春色の恋−カナコ−[完]

昨日初めて会ったのに、会社にまで電話をしてくるなんて。

私の名前どころか、勤め先まで知っていた。

今朝、一人で出歩かないと約束したことを思い出し、とても怖くて涙が止まらなかった。

「…もうすぐお昼休みが終わるから、こっちへおいで」

私の背中を押してあいている会議室へ来ると、扉の前のプレートを「使用中」に変えた岡本部長は、私を中に入れて椅子に座らせる。

「少し待ってて」

そのまますぐに出て行ってしまい、一人残された会議室で必死に涙を拭いているとすぐに岡本部長が戻ってきた。

「ここに置いておくよ。しばらく休憩していて。少し書類を片付けてくるから、終わったら話そう」

にっこり笑って、テーブルに出しっぱなしになっていた私のお弁当などを片付けてくれた岡本部長は、そのまま会議室を出て行ってしまった。
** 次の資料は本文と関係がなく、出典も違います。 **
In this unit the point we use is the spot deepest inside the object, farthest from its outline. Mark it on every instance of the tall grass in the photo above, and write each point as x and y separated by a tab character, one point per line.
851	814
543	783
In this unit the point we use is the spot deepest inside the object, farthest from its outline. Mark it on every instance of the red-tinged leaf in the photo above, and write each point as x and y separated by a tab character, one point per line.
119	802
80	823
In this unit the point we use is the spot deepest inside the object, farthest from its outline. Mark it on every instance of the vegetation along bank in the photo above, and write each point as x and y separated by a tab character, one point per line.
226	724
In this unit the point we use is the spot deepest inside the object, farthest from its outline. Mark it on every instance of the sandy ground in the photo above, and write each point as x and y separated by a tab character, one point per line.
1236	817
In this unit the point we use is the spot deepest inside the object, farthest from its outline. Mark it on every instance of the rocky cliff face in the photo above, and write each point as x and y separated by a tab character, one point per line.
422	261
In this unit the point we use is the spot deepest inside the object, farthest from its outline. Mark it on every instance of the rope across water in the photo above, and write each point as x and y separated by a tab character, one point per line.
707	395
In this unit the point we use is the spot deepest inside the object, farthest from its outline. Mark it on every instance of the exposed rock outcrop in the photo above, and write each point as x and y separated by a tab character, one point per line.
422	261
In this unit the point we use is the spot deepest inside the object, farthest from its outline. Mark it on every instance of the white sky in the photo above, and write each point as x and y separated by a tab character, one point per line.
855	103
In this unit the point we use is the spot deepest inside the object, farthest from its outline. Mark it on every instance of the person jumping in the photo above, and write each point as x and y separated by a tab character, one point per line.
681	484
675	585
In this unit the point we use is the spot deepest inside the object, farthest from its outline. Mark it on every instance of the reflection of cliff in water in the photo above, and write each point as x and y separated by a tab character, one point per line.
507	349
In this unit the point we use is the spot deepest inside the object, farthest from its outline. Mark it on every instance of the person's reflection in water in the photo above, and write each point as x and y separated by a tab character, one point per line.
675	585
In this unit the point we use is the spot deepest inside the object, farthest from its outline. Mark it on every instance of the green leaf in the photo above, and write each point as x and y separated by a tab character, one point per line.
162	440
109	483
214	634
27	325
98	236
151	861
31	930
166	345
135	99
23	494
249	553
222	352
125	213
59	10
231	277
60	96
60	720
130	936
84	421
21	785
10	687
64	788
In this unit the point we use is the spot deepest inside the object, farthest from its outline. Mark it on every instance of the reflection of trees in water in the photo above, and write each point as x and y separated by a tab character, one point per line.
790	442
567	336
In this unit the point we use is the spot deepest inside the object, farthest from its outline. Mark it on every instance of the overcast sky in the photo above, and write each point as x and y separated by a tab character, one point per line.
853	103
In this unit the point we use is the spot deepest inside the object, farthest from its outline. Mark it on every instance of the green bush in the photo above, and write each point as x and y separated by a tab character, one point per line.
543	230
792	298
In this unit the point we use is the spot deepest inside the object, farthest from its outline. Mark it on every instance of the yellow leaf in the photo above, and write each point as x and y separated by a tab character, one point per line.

壁にかかっている時計を見るとお昼休みがちょうど終わった時間で。

残っていたお茶を一口飲み、大きく息を吸い込んだ。

大丈夫、いくらなんでも会社の仲間では入ってこないはず。

佐藤さんだって、お仕事があるだろうし。

ポーチを取り出して慌てて化粧を直す。

鏡の中の私は、目が腫れていて泣いたのがすぐにわかってしまうけど。

でも、仕方ないか。

冷やすものも持っていないし、もう一度お茶を飲んで気持ちを落ち着かせた。